How is a layman to judge rival claims of supposed experts?

Baker’s post is on climate change caused by human activity, but it could be extended to any number of subjects. Economics springs to mind. The field of medicine as well, and the recent “controversy” over vaccinations in particular.

I think of myself as the archetypal layman. Jack of all trades, master of none, etc. I have no training in the scientific method, but I do have some modest professional training is assessing sources. Here are my personal rules of thumb:

Who actually has the credentials?

I have found time and time again that the credentials of “contrarians” fail to live up to their billing. For example, those lists of climate change skeptics that are bandied about very rarely contain actual practicing climatologists. Instead, they contain experts in other fields or pseudo experts. A physicist may be a very learned person, but I would not seek their medical opinion. 97% of active climatologists accept human activity is altering the climate.

Who is producing original research?

Quite often in these controversies it’s only one “side” that is producing original. peer-reviewed research while the other “side” concentrates on nitpicking said research with the sole aim of sowing doubt. Now there’s nothing wrong with critical examination of research – that’s what peer-review is after all. But if you’re not producing original research of your own, and submitting it to peer-review, then you’re not a real participant in the scientific process.

Who really has the financial stake?

Baker writes there are “billions to be made in the climate change industries.” I would concede this is true. But what is also true is there trillions to be made in maintaining the status quo. Retooling costs money. New technology is risky. There will be winners and losers and today’s entrenched interests want to maintain their market dominance.
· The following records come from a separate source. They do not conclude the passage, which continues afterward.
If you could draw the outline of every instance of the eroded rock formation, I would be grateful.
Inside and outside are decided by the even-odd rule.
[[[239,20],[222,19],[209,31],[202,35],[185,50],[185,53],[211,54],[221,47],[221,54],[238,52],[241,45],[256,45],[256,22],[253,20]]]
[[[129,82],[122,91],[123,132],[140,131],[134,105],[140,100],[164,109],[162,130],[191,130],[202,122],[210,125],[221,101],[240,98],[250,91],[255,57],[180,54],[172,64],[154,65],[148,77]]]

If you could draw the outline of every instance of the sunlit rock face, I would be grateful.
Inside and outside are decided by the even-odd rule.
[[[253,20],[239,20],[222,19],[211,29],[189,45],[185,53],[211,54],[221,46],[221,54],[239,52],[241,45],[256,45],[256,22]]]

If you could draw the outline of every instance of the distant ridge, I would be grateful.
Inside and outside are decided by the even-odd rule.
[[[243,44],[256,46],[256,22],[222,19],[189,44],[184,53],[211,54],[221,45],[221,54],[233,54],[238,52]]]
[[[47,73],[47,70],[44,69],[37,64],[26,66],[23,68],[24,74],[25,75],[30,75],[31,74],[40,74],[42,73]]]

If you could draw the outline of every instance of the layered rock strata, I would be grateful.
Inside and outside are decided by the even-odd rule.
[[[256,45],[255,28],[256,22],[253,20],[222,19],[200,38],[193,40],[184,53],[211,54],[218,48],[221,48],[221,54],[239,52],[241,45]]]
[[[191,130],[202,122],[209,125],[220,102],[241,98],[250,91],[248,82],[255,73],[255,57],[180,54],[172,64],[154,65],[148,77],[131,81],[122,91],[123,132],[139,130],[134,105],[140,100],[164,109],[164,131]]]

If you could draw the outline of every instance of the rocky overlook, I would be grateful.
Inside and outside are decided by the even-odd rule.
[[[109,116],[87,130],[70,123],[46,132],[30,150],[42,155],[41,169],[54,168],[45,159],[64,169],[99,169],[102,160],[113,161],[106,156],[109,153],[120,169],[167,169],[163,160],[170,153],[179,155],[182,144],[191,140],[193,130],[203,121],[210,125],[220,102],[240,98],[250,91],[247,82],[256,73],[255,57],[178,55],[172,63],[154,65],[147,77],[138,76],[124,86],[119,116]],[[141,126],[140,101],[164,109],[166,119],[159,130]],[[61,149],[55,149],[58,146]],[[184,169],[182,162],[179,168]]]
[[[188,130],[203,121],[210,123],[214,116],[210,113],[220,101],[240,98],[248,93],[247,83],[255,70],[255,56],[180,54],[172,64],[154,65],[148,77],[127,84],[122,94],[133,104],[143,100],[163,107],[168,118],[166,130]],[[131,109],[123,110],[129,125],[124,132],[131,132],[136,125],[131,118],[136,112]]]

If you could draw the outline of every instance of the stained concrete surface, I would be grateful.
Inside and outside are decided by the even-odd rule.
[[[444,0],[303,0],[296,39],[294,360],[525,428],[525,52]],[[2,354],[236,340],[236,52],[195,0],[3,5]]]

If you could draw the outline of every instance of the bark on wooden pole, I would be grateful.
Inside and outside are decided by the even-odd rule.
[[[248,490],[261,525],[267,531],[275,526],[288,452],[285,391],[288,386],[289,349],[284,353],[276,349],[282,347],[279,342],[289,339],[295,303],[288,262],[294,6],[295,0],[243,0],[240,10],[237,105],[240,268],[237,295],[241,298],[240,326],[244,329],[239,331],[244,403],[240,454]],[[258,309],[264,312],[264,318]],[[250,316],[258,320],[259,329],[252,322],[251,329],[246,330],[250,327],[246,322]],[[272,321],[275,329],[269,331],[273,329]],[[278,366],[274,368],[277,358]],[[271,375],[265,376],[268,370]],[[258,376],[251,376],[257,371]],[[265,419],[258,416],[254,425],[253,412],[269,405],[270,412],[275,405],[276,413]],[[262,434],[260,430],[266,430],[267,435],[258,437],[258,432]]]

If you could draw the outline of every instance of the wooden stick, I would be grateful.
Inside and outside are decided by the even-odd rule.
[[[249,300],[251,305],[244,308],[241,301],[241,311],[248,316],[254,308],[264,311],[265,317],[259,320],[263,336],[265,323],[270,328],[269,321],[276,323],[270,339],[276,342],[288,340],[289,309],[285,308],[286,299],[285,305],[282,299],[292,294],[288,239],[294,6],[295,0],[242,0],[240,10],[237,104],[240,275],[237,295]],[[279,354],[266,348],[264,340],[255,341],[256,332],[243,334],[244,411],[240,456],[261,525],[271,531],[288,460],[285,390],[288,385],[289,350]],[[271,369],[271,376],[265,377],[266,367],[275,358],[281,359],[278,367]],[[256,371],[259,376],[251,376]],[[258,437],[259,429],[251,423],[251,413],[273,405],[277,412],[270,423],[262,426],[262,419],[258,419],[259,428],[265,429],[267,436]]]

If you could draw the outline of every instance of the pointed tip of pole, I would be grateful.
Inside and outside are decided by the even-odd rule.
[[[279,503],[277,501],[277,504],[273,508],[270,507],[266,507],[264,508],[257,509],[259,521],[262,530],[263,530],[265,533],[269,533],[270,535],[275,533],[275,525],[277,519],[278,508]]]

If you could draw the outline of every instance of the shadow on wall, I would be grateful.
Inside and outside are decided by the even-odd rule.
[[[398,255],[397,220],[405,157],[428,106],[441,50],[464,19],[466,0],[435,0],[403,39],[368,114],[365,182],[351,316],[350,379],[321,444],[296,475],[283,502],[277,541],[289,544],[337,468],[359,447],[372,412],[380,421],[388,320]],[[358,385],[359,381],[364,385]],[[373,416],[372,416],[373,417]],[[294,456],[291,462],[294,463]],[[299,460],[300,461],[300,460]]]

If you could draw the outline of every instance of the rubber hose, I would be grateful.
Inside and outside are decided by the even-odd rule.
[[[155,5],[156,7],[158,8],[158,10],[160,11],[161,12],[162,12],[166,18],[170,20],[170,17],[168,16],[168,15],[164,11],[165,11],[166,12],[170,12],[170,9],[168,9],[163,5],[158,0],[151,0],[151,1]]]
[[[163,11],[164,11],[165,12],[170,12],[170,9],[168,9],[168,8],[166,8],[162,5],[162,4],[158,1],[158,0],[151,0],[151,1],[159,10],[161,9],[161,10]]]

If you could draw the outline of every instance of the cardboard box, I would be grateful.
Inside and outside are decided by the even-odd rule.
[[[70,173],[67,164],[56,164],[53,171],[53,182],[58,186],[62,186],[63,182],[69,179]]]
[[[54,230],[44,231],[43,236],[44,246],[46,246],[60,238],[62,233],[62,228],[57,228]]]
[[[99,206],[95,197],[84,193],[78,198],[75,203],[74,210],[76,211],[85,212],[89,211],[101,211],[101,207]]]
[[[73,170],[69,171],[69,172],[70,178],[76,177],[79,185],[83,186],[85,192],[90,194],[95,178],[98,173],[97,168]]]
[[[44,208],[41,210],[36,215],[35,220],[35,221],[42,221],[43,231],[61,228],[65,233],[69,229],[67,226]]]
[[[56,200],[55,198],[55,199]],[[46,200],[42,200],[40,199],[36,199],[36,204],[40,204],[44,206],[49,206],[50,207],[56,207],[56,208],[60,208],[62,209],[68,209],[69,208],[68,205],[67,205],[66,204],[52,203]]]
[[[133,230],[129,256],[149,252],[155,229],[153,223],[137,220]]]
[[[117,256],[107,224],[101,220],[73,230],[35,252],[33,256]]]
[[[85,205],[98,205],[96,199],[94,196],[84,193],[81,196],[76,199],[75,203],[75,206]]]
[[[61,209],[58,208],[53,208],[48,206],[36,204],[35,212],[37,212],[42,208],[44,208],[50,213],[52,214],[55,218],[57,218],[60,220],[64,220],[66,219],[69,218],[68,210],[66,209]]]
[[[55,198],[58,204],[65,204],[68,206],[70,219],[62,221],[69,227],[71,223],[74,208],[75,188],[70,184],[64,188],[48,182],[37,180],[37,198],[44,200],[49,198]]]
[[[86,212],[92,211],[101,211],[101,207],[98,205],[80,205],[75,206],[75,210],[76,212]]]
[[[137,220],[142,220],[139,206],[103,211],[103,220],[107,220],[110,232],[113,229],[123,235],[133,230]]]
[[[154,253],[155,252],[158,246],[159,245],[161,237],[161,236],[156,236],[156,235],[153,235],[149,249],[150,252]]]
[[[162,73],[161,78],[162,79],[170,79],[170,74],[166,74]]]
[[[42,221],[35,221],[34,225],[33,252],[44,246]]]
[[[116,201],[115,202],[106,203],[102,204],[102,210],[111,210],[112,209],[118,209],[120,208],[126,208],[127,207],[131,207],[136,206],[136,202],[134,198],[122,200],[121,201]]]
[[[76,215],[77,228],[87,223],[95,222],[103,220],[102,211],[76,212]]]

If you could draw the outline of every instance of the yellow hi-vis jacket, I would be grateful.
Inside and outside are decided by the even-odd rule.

Time and time again we see the “contrarian” opinion is funded by those entrenched interests.

Now on to some of the particulars.

On Velikovsky, the Club of Rome’s “Climate Cooling”.

Jonathan states these were popular and accepted scientific theories that are now known to be bunk to demonstrate how science can be wrong. But I have not found this to be case. Both of these were very popular theories with laymen but were not accepted and were harshly criticized by the scientific community. In fact “The Velikovsky Affair” is shorthand for hostility by experts in a field to the intrusion by someone outside it (Velikovsky was a psychiatrist by training).
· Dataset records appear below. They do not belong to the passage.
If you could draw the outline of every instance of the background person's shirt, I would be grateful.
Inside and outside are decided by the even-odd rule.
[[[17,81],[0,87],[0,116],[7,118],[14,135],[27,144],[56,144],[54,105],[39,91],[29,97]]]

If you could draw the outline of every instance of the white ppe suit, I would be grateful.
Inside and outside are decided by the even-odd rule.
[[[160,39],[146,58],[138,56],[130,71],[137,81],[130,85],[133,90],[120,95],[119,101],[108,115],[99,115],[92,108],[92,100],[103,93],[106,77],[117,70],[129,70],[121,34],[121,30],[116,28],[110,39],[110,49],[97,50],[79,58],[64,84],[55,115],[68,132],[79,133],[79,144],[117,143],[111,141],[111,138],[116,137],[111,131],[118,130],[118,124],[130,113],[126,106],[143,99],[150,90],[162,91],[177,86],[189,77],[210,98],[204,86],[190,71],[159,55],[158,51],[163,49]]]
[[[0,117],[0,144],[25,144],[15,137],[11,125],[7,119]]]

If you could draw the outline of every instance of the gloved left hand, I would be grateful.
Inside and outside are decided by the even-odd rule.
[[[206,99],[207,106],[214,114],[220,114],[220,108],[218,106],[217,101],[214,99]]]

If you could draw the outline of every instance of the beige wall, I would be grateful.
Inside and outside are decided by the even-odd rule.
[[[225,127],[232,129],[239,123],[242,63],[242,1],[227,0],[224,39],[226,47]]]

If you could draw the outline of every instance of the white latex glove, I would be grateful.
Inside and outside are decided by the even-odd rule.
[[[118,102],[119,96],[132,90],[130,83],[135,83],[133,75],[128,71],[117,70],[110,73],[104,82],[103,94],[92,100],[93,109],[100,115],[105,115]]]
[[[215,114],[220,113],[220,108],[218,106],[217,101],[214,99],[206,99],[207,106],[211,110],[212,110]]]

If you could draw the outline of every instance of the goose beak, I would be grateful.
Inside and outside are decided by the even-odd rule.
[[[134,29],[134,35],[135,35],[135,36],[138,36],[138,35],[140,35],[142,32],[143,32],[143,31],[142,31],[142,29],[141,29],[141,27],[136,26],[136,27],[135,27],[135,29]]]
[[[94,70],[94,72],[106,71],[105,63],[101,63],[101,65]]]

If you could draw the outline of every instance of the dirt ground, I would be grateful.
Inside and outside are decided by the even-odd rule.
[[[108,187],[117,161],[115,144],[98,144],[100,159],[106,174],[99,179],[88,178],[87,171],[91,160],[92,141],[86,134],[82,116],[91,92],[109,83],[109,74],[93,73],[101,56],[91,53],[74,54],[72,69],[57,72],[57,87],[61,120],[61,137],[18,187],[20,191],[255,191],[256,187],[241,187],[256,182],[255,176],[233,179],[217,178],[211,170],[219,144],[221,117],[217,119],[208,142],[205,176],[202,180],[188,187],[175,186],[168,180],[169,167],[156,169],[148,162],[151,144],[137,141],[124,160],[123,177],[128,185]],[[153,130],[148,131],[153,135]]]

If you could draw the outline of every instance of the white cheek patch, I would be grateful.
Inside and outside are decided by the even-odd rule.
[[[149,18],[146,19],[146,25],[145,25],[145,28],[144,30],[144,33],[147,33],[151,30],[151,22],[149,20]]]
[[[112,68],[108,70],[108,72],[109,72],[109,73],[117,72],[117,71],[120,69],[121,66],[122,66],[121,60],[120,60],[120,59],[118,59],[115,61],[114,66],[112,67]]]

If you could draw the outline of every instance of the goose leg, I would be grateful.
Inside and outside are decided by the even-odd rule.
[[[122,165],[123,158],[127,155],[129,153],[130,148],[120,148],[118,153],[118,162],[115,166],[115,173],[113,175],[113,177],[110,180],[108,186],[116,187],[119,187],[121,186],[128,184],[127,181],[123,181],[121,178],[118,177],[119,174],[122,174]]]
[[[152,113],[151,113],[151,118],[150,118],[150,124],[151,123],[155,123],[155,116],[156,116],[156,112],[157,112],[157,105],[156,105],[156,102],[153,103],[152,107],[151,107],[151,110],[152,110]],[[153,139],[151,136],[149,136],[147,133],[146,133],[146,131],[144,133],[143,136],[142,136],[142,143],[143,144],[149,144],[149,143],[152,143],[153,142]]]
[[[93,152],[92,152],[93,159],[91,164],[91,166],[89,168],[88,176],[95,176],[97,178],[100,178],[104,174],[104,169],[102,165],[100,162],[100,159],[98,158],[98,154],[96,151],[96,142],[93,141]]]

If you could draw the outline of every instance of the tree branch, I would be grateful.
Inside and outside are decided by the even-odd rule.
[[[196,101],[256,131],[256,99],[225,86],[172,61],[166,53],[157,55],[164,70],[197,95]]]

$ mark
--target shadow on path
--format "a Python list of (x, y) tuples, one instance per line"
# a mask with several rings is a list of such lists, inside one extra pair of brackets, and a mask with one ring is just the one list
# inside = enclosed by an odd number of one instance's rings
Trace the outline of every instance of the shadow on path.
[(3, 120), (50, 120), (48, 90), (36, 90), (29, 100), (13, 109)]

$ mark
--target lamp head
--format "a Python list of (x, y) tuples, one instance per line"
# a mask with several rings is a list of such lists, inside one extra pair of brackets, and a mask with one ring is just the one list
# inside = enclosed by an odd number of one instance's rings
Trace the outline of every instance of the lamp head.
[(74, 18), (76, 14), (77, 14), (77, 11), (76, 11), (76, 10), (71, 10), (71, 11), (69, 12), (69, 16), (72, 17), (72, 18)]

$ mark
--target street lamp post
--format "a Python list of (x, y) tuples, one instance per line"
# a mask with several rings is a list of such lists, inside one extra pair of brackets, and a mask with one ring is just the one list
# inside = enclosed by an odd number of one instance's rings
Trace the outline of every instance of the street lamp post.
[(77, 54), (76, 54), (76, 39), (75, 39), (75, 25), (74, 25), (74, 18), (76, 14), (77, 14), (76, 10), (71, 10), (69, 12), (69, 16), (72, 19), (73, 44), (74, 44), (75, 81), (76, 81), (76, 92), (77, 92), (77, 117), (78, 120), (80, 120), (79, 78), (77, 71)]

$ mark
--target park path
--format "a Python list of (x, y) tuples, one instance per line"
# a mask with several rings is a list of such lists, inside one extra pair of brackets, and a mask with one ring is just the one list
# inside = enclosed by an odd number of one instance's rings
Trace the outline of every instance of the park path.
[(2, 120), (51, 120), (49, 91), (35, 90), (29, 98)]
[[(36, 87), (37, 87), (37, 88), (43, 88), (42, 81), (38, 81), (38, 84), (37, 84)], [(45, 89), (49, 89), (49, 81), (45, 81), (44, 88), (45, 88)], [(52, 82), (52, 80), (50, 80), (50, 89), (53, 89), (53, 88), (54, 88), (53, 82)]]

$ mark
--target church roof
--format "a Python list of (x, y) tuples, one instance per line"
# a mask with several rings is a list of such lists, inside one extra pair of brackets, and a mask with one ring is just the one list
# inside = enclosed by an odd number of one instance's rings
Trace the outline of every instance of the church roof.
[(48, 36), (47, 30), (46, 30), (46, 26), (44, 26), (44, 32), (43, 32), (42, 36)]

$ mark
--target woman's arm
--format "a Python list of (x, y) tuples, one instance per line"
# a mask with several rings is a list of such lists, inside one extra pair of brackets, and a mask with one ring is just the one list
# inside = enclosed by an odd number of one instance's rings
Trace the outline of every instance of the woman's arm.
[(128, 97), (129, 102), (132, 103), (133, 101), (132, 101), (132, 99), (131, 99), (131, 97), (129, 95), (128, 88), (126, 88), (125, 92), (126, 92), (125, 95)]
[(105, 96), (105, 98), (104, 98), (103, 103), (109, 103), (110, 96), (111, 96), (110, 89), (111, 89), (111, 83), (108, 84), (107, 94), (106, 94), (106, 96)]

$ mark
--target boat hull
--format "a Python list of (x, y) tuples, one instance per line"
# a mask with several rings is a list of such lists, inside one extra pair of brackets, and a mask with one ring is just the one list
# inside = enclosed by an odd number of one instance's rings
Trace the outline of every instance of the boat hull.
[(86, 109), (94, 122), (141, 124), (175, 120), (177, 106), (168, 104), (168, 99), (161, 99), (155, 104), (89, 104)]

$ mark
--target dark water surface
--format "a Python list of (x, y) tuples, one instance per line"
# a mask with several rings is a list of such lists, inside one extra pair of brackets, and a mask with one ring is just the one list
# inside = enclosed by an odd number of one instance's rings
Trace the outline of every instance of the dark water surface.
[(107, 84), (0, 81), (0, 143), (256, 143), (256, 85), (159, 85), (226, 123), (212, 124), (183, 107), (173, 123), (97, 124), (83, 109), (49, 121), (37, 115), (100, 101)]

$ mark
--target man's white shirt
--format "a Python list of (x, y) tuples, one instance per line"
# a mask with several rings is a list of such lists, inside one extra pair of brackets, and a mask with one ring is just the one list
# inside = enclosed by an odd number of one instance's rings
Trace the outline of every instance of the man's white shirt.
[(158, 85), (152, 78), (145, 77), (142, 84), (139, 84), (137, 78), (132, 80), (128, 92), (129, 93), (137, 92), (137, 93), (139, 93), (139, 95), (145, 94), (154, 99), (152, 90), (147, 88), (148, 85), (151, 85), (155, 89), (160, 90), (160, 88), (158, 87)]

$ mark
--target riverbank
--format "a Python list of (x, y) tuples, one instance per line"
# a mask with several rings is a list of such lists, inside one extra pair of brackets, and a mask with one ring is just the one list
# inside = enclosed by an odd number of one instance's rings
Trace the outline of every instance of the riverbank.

So too the claim of “global cooling” from the 1970s. This was something bandied about in the popular press. But not, under examination, in the scientific literature.

On Richard Lindzen

Unlike many others, Richard Lindzen does have the credentials and has produced original research. Notably Lindzen does accept the climate is changing, and he does accept this is caused by human activity. Where he differs from the consensus is his view that there are natural mechanisms within the system that will counteract this – his “Iris of the Eye” theory that clouds will naturally dissipate to allow more heat to escape. The majority have not found this theory persuasive:

Today, most mainstream researchers consider Dr. Lindzen’s theory discredited. He does not agree, but he has had difficulty establishing his case in the scientific literature. Dr. Lindzen published a paper in 2009 offering more support for his case that the earth’s sensitivity to greenhouse gases is low, but once again scientists identified errors, including a failure to account for known inaccuracies in satellite measurements.
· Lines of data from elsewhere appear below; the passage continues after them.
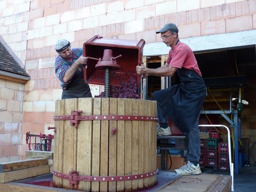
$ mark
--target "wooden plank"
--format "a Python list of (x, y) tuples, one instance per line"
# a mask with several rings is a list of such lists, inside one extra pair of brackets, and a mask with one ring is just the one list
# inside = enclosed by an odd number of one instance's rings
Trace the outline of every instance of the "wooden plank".
[[(141, 99), (139, 101), (139, 115), (144, 115), (144, 105), (145, 101)], [(139, 121), (138, 124), (138, 172), (139, 174), (144, 173), (144, 121)], [(139, 189), (143, 189), (144, 187), (144, 179), (139, 180)]]
[[(117, 115), (124, 115), (125, 113), (125, 100), (122, 98), (117, 99)], [(117, 121), (117, 175), (124, 175), (125, 161), (125, 121)], [(124, 191), (124, 181), (117, 181), (116, 184), (117, 191)]]
[[(57, 100), (55, 101), (55, 115), (63, 115), (64, 114), (65, 100)], [(63, 106), (63, 107), (62, 107)], [(56, 133), (54, 135), (54, 157), (53, 158), (53, 170), (59, 172), (62, 172), (63, 162), (62, 154), (63, 146), (63, 121), (54, 121), (54, 125), (56, 127)], [(63, 179), (57, 177), (53, 177), (53, 183), (57, 187), (62, 188), (63, 186)]]
[[(139, 115), (139, 99), (132, 99), (132, 115)], [(139, 173), (139, 121), (132, 121), (132, 174), (138, 174)], [(132, 181), (132, 189), (137, 189), (139, 187), (139, 180)]]
[(6, 183), (49, 173), (49, 166), (43, 165), (0, 173), (0, 182)]
[(231, 175), (219, 175), (218, 179), (207, 190), (209, 192), (229, 192), (232, 185)]
[[(182, 176), (164, 188), (159, 190), (158, 191), (205, 192), (209, 191), (209, 189), (211, 189), (210, 191), (215, 191), (215, 187), (220, 185), (219, 181), (223, 178), (222, 176), (214, 174)], [(229, 186), (229, 189), (230, 189), (231, 185), (229, 185), (229, 183), (231, 182), (231, 176), (225, 176), (227, 178), (226, 180), (227, 181), (226, 186), (228, 188)], [(212, 186), (213, 187), (212, 187)], [(229, 190), (220, 190), (220, 191), (228, 192)]]
[[(117, 99), (109, 98), (109, 115), (117, 114)], [(117, 134), (114, 134), (111, 133), (112, 129), (117, 129), (117, 121), (109, 121), (109, 176), (116, 175), (116, 141)], [(115, 191), (116, 189), (116, 182), (109, 182), (108, 183), (108, 190), (109, 191)]]
[(32, 185), (26, 183), (21, 183), (15, 182), (10, 182), (6, 183), (0, 183), (0, 191), (5, 192), (56, 192), (65, 191), (69, 192), (77, 191), (74, 190), (64, 189), (61, 188), (53, 188), (50, 187)]
[[(155, 114), (156, 109), (153, 105), (151, 101), (148, 101), (148, 111), (149, 116), (153, 116)], [(155, 142), (155, 140), (156, 140), (156, 123), (155, 122), (150, 122), (149, 123), (148, 126), (148, 142), (149, 142), (149, 149), (148, 149), (148, 167), (149, 171), (155, 171), (156, 169), (156, 159), (154, 160), (154, 158), (156, 158), (156, 149), (155, 150), (155, 145), (156, 145), (156, 143)], [(156, 162), (156, 164), (155, 163)], [(152, 186), (155, 184), (155, 181), (156, 181), (156, 175), (151, 177), (149, 180), (149, 185)]]
[[(132, 115), (132, 99), (124, 99), (125, 100), (125, 115)], [(132, 125), (131, 121), (125, 121), (125, 174), (132, 174)], [(130, 191), (132, 189), (132, 181), (124, 182), (126, 191)]]
[[(78, 99), (78, 109), (82, 115), (92, 114), (92, 98)], [(90, 175), (92, 172), (92, 121), (81, 121), (77, 128), (77, 169), (80, 175)], [(81, 161), (82, 160), (82, 161)], [(77, 190), (90, 191), (91, 182), (78, 183)]]
[(53, 159), (53, 152), (27, 150), (26, 151), (26, 158), (27, 159), (31, 158), (44, 158)]
[[(145, 115), (148, 116), (149, 114), (148, 105), (149, 101), (145, 101), (145, 105), (144, 105), (144, 111), (145, 113)], [(146, 121), (144, 122), (144, 126), (145, 129), (144, 129), (144, 150), (143, 150), (143, 156), (144, 156), (144, 172), (147, 173), (149, 172), (149, 154), (148, 150), (149, 146), (151, 146), (151, 143), (149, 143), (149, 122)], [(144, 179), (144, 186), (145, 188), (149, 187), (148, 182), (149, 181), (149, 178)]]
[[(67, 99), (64, 100), (65, 106), (62, 107), (65, 108), (65, 115), (70, 115), (72, 110), (76, 111), (78, 109), (78, 99)], [(63, 166), (60, 172), (69, 174), (69, 171), (76, 170), (77, 130), (75, 126), (70, 125), (69, 121), (64, 121), (64, 126), (61, 129), (63, 131), (63, 143), (62, 146), (60, 146), (60, 157), (62, 158), (61, 161), (63, 162)], [(63, 188), (74, 189), (67, 179), (63, 179)]]
[[(157, 102), (155, 101), (151, 101), (151, 110), (149, 114), (150, 116), (157, 117)], [(155, 170), (157, 169), (157, 157), (156, 157), (156, 150), (157, 150), (157, 139), (156, 138), (156, 128), (157, 122), (151, 121), (149, 122), (150, 127), (152, 127), (152, 171)], [(156, 182), (156, 175), (152, 177), (152, 184), (155, 185)]]
[[(101, 115), (109, 114), (109, 98), (101, 99)], [(100, 139), (100, 175), (107, 176), (108, 174), (108, 134), (109, 121), (101, 121), (101, 131)], [(107, 191), (108, 182), (100, 183), (100, 191)]]
[(47, 165), (47, 159), (38, 158), (0, 163), (0, 173)]
[[(101, 98), (93, 99), (93, 115), (101, 114)], [(100, 175), (101, 121), (93, 121), (92, 130), (92, 175)], [(99, 182), (92, 182), (92, 191), (99, 191)]]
Dr. Lindzen acknowledged that the 2009 paper contained “some stupid mistakes” in his handling of the satellite data. “It was just embarrassing,” he said in an interview. “The technical details of satellite measurements are really sort of grotesque.”

Last year, he tried offering more evidence for his case, but after reviewers for a prestigious American journal criticized the paper, Dr. Lindzen published it in a little-known Korean journal.

So in summary, I find it persuasive that human activity is altering the climate and I find the efforts of those to discredit it similar in motivation and methods to the effort to sow doubt on the adverse health effects of cigarette smoking.

If we accept what I take to be the prevailing view of the science, the real issue is simply this: the population on earth is not sustainable.

This is a scary thought and I think it’s one of the primal fears the skeptics are trying to play too. No one wants to think we bequeathing our children a grim future. But those are the stakes. We have a minority on this planet who are living very well and very inefficiently. In the name of global political stability the rest have been promised a better life. Add it all up and it means we have to live more efficiently and with less impact.

Dramatically so.

Mendeleev was a chemist. He may have been mocked by the head of the Russian Science Academy…but his theory won the day.